What is a Context Free Grammar?

A context free grammar is a grammar which satisfies certain properties. In computer science, grammars describe languages; specifically, they describe formal languages.

A formal language is just a set (mathematical term for a collection of objects) of strings (sequences of symbols... very similar to the programming usage of the word "string"). A simple example of a formal language is the set of all binary strings of length three, {000, 001, 010, 011, 100, 101, 110, 111}.

Grammars work by defining transformations you can make to construct a string in the language described by a grammar. Grammars will say how to transform a start symbol (usually S) into some string of symbols. A grammar for the language given before is:

S -> BBB
B -> 0
B -> 1

The way to interpret this is to say that S can be replaced by BBB, and B can be replaced by 0, and B can be replaced by 1. So to construct the string 010 we can do S -> BBB -> 0BB -> 01B -> 010.

A context-free grammar is simply a grammar where the thing that you're replacing (left of the arrow) is a single "non-terminal" symbol. A non-terminal symbol is any symbol you use in the grammar that can't appear in your final strings. In the grammar above, "S" and "B" are non-terminal symbols, and "0" and "1" are "terminal" symbols. Grammars like

S -> AB
AB -> 1
A -> AA
B -> 0

Are not context free since they contain rules like AB -> 1 that have more than one non-terminal symbol on the left.


Language Theory is related to Theory of Computation. Which is the more philosophical side of Computer Science, about deciding which programs are possible, or which will ever be possible to write, and what type of problems is it impossible to write an algorithm to solve.

A regular expression is a way of describing a regular language. A regular language is a language which can be decided by a deterministic finite automaton.

You should read the article on Finite State Machines: http://en.wikipedia.org/wiki/Finite_state_machine

And Regular languages: http://en.wikipedia.org/wiki/Regular_language

All Regular Languages are Context Free Languages, but there are Context Free Languages that are not regular. A Context Free Language is the set of all strings accept by a Context Free Grammer or a Pushdown Automata which is a Finite State Machine with a single stack: http://en.wikipedia.org/wiki/Pushdown_automaton#PDA_and_Context-free_Languages

There are more complicated languages that require a Turing Machine (Any possible program you can write on your computer) to decide if a string is in the language or not.

Language theory is also very related to the P vs. NP problem, and some other interesting stuff.

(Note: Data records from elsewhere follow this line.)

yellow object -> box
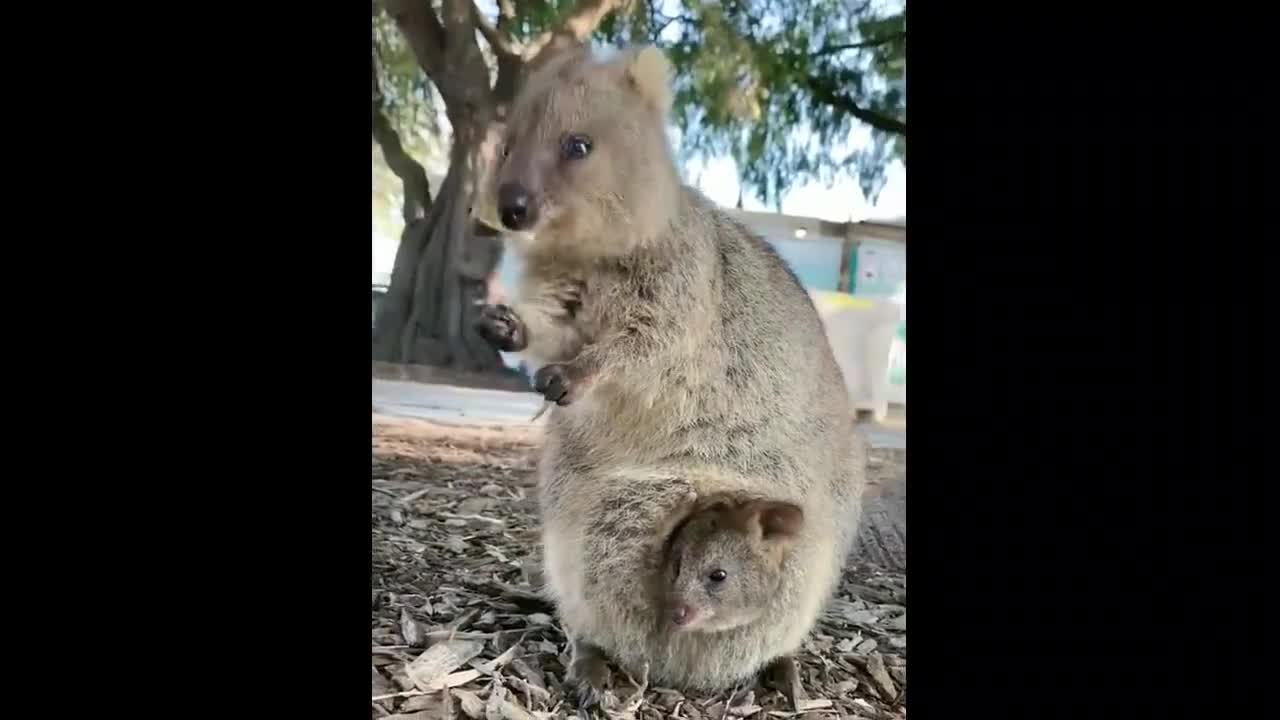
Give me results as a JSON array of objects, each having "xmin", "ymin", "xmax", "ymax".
[{"xmin": 811, "ymin": 291, "xmax": 874, "ymax": 312}]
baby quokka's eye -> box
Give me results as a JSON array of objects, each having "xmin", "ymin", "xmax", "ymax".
[
  {"xmin": 562, "ymin": 134, "xmax": 592, "ymax": 160},
  {"xmin": 708, "ymin": 569, "xmax": 727, "ymax": 584}
]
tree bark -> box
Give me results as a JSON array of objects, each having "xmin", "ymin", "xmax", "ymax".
[
  {"xmin": 805, "ymin": 74, "xmax": 907, "ymax": 136},
  {"xmin": 384, "ymin": 147, "xmax": 508, "ymax": 372},
  {"xmin": 372, "ymin": 45, "xmax": 436, "ymax": 363}
]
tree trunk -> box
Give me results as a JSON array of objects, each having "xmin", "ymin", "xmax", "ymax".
[{"xmin": 373, "ymin": 145, "xmax": 507, "ymax": 374}]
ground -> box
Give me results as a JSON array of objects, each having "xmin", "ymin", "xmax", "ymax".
[{"xmin": 372, "ymin": 416, "xmax": 907, "ymax": 720}]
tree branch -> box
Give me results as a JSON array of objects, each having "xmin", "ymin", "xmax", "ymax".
[
  {"xmin": 372, "ymin": 47, "xmax": 433, "ymax": 222},
  {"xmin": 810, "ymin": 32, "xmax": 905, "ymax": 58},
  {"xmin": 523, "ymin": 0, "xmax": 627, "ymax": 66},
  {"xmin": 805, "ymin": 75, "xmax": 907, "ymax": 136},
  {"xmin": 385, "ymin": 0, "xmax": 496, "ymax": 142},
  {"xmin": 497, "ymin": 0, "xmax": 517, "ymax": 27},
  {"xmin": 381, "ymin": 0, "xmax": 447, "ymax": 79},
  {"xmin": 472, "ymin": 1, "xmax": 517, "ymax": 58},
  {"xmin": 441, "ymin": 0, "xmax": 478, "ymax": 39}
]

My Introduction to Computer Science third year text book was pretty good at explaining this stuff: Introduction to the Theory of Computation. By Michael Sipser. But, it cost me like $160 to buy it new and it's not very big. Maybe you can find a used copy or find a copy at a library or something it might help you.

EDIT:

The limitations of Regular Expressions and higher language classes have been researched a ton over the past 50 years or so. You might be interested in the pumping lemma for regular languages. It is a means of proving that a certain language is not regular:

http://en.wikipedia.org/wiki/Pumping_lemma_for_regular_languages

If a language isn't regular it may be Context Free, which means it could be described by a Context Free Grammer, or it may be even in a higher language class, you could prove it's not Context Free by the pumping lemma for Context Free languages which is similar to the one for regular expressions.

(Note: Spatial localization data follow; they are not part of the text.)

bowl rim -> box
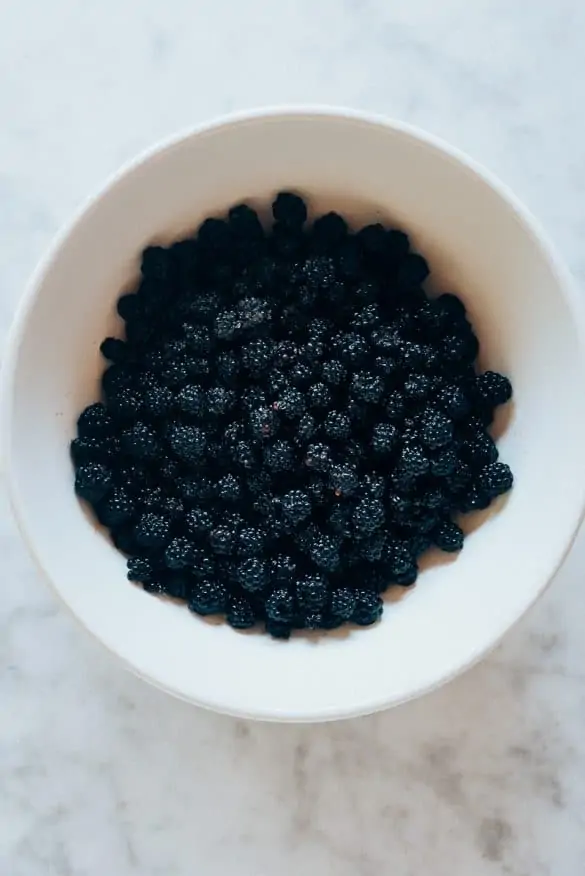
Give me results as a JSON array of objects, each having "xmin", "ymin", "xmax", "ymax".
[{"xmin": 4, "ymin": 105, "xmax": 585, "ymax": 722}]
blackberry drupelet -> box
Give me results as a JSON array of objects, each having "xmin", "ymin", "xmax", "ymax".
[{"xmin": 72, "ymin": 191, "xmax": 514, "ymax": 638}]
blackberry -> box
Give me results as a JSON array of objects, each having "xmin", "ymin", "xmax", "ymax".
[
  {"xmin": 289, "ymin": 362, "xmax": 313, "ymax": 387},
  {"xmin": 216, "ymin": 351, "xmax": 240, "ymax": 387},
  {"xmin": 431, "ymin": 446, "xmax": 458, "ymax": 477},
  {"xmin": 323, "ymin": 411, "xmax": 351, "ymax": 441},
  {"xmin": 183, "ymin": 507, "xmax": 213, "ymax": 537},
  {"xmin": 127, "ymin": 556, "xmax": 155, "ymax": 584},
  {"xmin": 419, "ymin": 408, "xmax": 453, "ymax": 450},
  {"xmin": 249, "ymin": 406, "xmax": 279, "ymax": 441},
  {"xmin": 304, "ymin": 443, "xmax": 332, "ymax": 472},
  {"xmin": 385, "ymin": 391, "xmax": 406, "ymax": 422},
  {"xmin": 107, "ymin": 387, "xmax": 142, "ymax": 421},
  {"xmin": 160, "ymin": 495, "xmax": 184, "ymax": 520},
  {"xmin": 144, "ymin": 384, "xmax": 174, "ymax": 417},
  {"xmin": 237, "ymin": 527, "xmax": 264, "ymax": 557},
  {"xmin": 321, "ymin": 360, "xmax": 346, "ymax": 386},
  {"xmin": 179, "ymin": 474, "xmax": 215, "ymax": 502},
  {"xmin": 433, "ymin": 520, "xmax": 464, "ymax": 553},
  {"xmin": 302, "ymin": 256, "xmax": 337, "ymax": 290},
  {"xmin": 436, "ymin": 384, "xmax": 470, "ymax": 420},
  {"xmin": 399, "ymin": 443, "xmax": 429, "ymax": 477},
  {"xmin": 70, "ymin": 435, "xmax": 115, "ymax": 466},
  {"xmin": 165, "ymin": 537, "xmax": 196, "ymax": 570},
  {"xmin": 272, "ymin": 192, "xmax": 307, "ymax": 228},
  {"xmin": 358, "ymin": 531, "xmax": 386, "ymax": 562},
  {"xmin": 350, "ymin": 371, "xmax": 384, "ymax": 404},
  {"xmin": 403, "ymin": 374, "xmax": 432, "ymax": 401},
  {"xmin": 300, "ymin": 612, "xmax": 325, "ymax": 630},
  {"xmin": 309, "ymin": 533, "xmax": 340, "ymax": 572},
  {"xmin": 181, "ymin": 323, "xmax": 211, "ymax": 355},
  {"xmin": 74, "ymin": 463, "xmax": 112, "ymax": 504},
  {"xmin": 263, "ymin": 439, "xmax": 294, "ymax": 472},
  {"xmin": 476, "ymin": 371, "xmax": 513, "ymax": 407},
  {"xmin": 77, "ymin": 403, "xmax": 113, "ymax": 439},
  {"xmin": 273, "ymin": 387, "xmax": 306, "ymax": 419},
  {"xmin": 330, "ymin": 587, "xmax": 356, "ymax": 620},
  {"xmin": 397, "ymin": 253, "xmax": 429, "ymax": 288},
  {"xmin": 394, "ymin": 567, "xmax": 418, "ymax": 587},
  {"xmin": 241, "ymin": 339, "xmax": 273, "ymax": 376},
  {"xmin": 207, "ymin": 386, "xmax": 236, "ymax": 416},
  {"xmin": 352, "ymin": 590, "xmax": 383, "ymax": 626},
  {"xmin": 353, "ymin": 497, "xmax": 385, "ymax": 535},
  {"xmin": 350, "ymin": 303, "xmax": 380, "ymax": 329},
  {"xmin": 460, "ymin": 432, "xmax": 498, "ymax": 468},
  {"xmin": 269, "ymin": 555, "xmax": 296, "ymax": 585},
  {"xmin": 312, "ymin": 211, "xmax": 348, "ymax": 248},
  {"xmin": 265, "ymin": 588, "xmax": 295, "ymax": 623},
  {"xmin": 135, "ymin": 513, "xmax": 171, "ymax": 549},
  {"xmin": 334, "ymin": 332, "xmax": 369, "ymax": 365},
  {"xmin": 478, "ymin": 462, "xmax": 514, "ymax": 498},
  {"xmin": 210, "ymin": 525, "xmax": 236, "ymax": 556},
  {"xmin": 217, "ymin": 473, "xmax": 241, "ymax": 502},
  {"xmin": 328, "ymin": 504, "xmax": 352, "ymax": 537},
  {"xmin": 296, "ymin": 413, "xmax": 317, "ymax": 443},
  {"xmin": 96, "ymin": 488, "xmax": 135, "ymax": 527},
  {"xmin": 120, "ymin": 423, "xmax": 160, "ymax": 460},
  {"xmin": 226, "ymin": 596, "xmax": 256, "ymax": 630},
  {"xmin": 168, "ymin": 424, "xmax": 207, "ymax": 464},
  {"xmin": 281, "ymin": 490, "xmax": 312, "ymax": 523},
  {"xmin": 237, "ymin": 558, "xmax": 268, "ymax": 592},
  {"xmin": 232, "ymin": 440, "xmax": 256, "ymax": 469},
  {"xmin": 307, "ymin": 382, "xmax": 332, "ymax": 410},
  {"xmin": 329, "ymin": 463, "xmax": 359, "ymax": 496},
  {"xmin": 372, "ymin": 422, "xmax": 398, "ymax": 453},
  {"xmin": 384, "ymin": 541, "xmax": 415, "ymax": 578},
  {"xmin": 175, "ymin": 384, "xmax": 204, "ymax": 417},
  {"xmin": 266, "ymin": 619, "xmax": 292, "ymax": 639},
  {"xmin": 189, "ymin": 580, "xmax": 227, "ymax": 616}
]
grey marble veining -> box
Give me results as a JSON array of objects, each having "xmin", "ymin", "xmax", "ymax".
[{"xmin": 2, "ymin": 1, "xmax": 585, "ymax": 874}]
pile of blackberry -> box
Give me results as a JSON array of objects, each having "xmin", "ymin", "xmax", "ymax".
[{"xmin": 72, "ymin": 192, "xmax": 513, "ymax": 638}]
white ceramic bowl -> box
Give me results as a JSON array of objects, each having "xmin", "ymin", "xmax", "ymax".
[{"xmin": 4, "ymin": 108, "xmax": 585, "ymax": 722}]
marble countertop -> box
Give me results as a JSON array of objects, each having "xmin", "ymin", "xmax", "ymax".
[{"xmin": 3, "ymin": 1, "xmax": 585, "ymax": 873}]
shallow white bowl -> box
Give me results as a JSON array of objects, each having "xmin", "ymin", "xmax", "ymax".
[{"xmin": 4, "ymin": 108, "xmax": 585, "ymax": 722}]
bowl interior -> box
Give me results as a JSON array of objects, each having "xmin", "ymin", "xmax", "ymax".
[{"xmin": 6, "ymin": 111, "xmax": 585, "ymax": 721}]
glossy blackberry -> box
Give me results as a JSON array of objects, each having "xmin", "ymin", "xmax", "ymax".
[
  {"xmin": 70, "ymin": 435, "xmax": 115, "ymax": 467},
  {"xmin": 217, "ymin": 474, "xmax": 241, "ymax": 502},
  {"xmin": 265, "ymin": 588, "xmax": 295, "ymax": 623},
  {"xmin": 296, "ymin": 413, "xmax": 317, "ymax": 444},
  {"xmin": 307, "ymin": 382, "xmax": 332, "ymax": 410},
  {"xmin": 403, "ymin": 374, "xmax": 432, "ymax": 401},
  {"xmin": 273, "ymin": 387, "xmax": 306, "ymax": 419},
  {"xmin": 309, "ymin": 533, "xmax": 340, "ymax": 572},
  {"xmin": 301, "ymin": 256, "xmax": 337, "ymax": 290},
  {"xmin": 101, "ymin": 335, "xmax": 129, "ymax": 363},
  {"xmin": 74, "ymin": 463, "xmax": 112, "ymax": 504},
  {"xmin": 167, "ymin": 424, "xmax": 207, "ymax": 464},
  {"xmin": 210, "ymin": 525, "xmax": 236, "ymax": 556},
  {"xmin": 357, "ymin": 531, "xmax": 386, "ymax": 562},
  {"xmin": 189, "ymin": 580, "xmax": 227, "ymax": 616},
  {"xmin": 183, "ymin": 507, "xmax": 213, "ymax": 538},
  {"xmin": 476, "ymin": 371, "xmax": 513, "ymax": 408},
  {"xmin": 334, "ymin": 332, "xmax": 369, "ymax": 365},
  {"xmin": 329, "ymin": 463, "xmax": 359, "ymax": 496},
  {"xmin": 207, "ymin": 386, "xmax": 236, "ymax": 417},
  {"xmin": 135, "ymin": 513, "xmax": 171, "ymax": 549},
  {"xmin": 106, "ymin": 387, "xmax": 143, "ymax": 421},
  {"xmin": 236, "ymin": 558, "xmax": 268, "ymax": 593},
  {"xmin": 419, "ymin": 408, "xmax": 453, "ymax": 450},
  {"xmin": 372, "ymin": 422, "xmax": 398, "ymax": 453},
  {"xmin": 179, "ymin": 474, "xmax": 215, "ymax": 502},
  {"xmin": 120, "ymin": 423, "xmax": 160, "ymax": 460},
  {"xmin": 433, "ymin": 520, "xmax": 464, "ymax": 553},
  {"xmin": 272, "ymin": 191, "xmax": 307, "ymax": 228},
  {"xmin": 127, "ymin": 556, "xmax": 155, "ymax": 584},
  {"xmin": 329, "ymin": 588, "xmax": 356, "ymax": 621},
  {"xmin": 263, "ymin": 439, "xmax": 294, "ymax": 472},
  {"xmin": 164, "ymin": 537, "xmax": 195, "ymax": 570},
  {"xmin": 385, "ymin": 391, "xmax": 406, "ymax": 422},
  {"xmin": 459, "ymin": 431, "xmax": 498, "ymax": 469},
  {"xmin": 321, "ymin": 360, "xmax": 346, "ymax": 386},
  {"xmin": 352, "ymin": 590, "xmax": 383, "ymax": 626},
  {"xmin": 436, "ymin": 383, "xmax": 470, "ymax": 420},
  {"xmin": 323, "ymin": 411, "xmax": 351, "ymax": 441},
  {"xmin": 77, "ymin": 403, "xmax": 113, "ymax": 439},
  {"xmin": 398, "ymin": 443, "xmax": 429, "ymax": 478},
  {"xmin": 353, "ymin": 497, "xmax": 385, "ymax": 535},
  {"xmin": 478, "ymin": 462, "xmax": 514, "ymax": 498},
  {"xmin": 281, "ymin": 490, "xmax": 312, "ymax": 524},
  {"xmin": 304, "ymin": 443, "xmax": 332, "ymax": 472},
  {"xmin": 96, "ymin": 488, "xmax": 135, "ymax": 527},
  {"xmin": 144, "ymin": 384, "xmax": 174, "ymax": 417},
  {"xmin": 312, "ymin": 211, "xmax": 348, "ymax": 248},
  {"xmin": 249, "ymin": 406, "xmax": 279, "ymax": 441}
]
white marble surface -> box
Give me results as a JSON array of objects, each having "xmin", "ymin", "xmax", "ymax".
[{"xmin": 2, "ymin": 1, "xmax": 585, "ymax": 873}]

A language can even be undecidable, which means even a Turing machine (may program your computer can run) can't be programmed to decide if a string should be accepted as in the language or rejected.

I think the part you're most interested in is the Finite State Machines (Both Deterministic and Deterministic) to see what languages a Regular Expression can decide, and the pumping lemma to prove which languages are not regular.

Basically a language isn't regular if it needs some sort of memory or ability to count. The language of matching parenthesis is not regular for example because the machine needs to remember if it has opened a parenthesis to know if it has to close one.

The language of all strings using the letters a and b that contain at least three b's is a regular language: abababa

The language of all strings using the letters a and b that contain more b's than a's is not regular.

Also you should not that all finite language are regular, for example:

The language of all strings less than 50 characters long using the letters a and b that contain more b's than a's is regular, since it is finite we know it could be described as (b|abb|bab|bba|aabbb|ababb|...) ect until all the possible combinations are listed.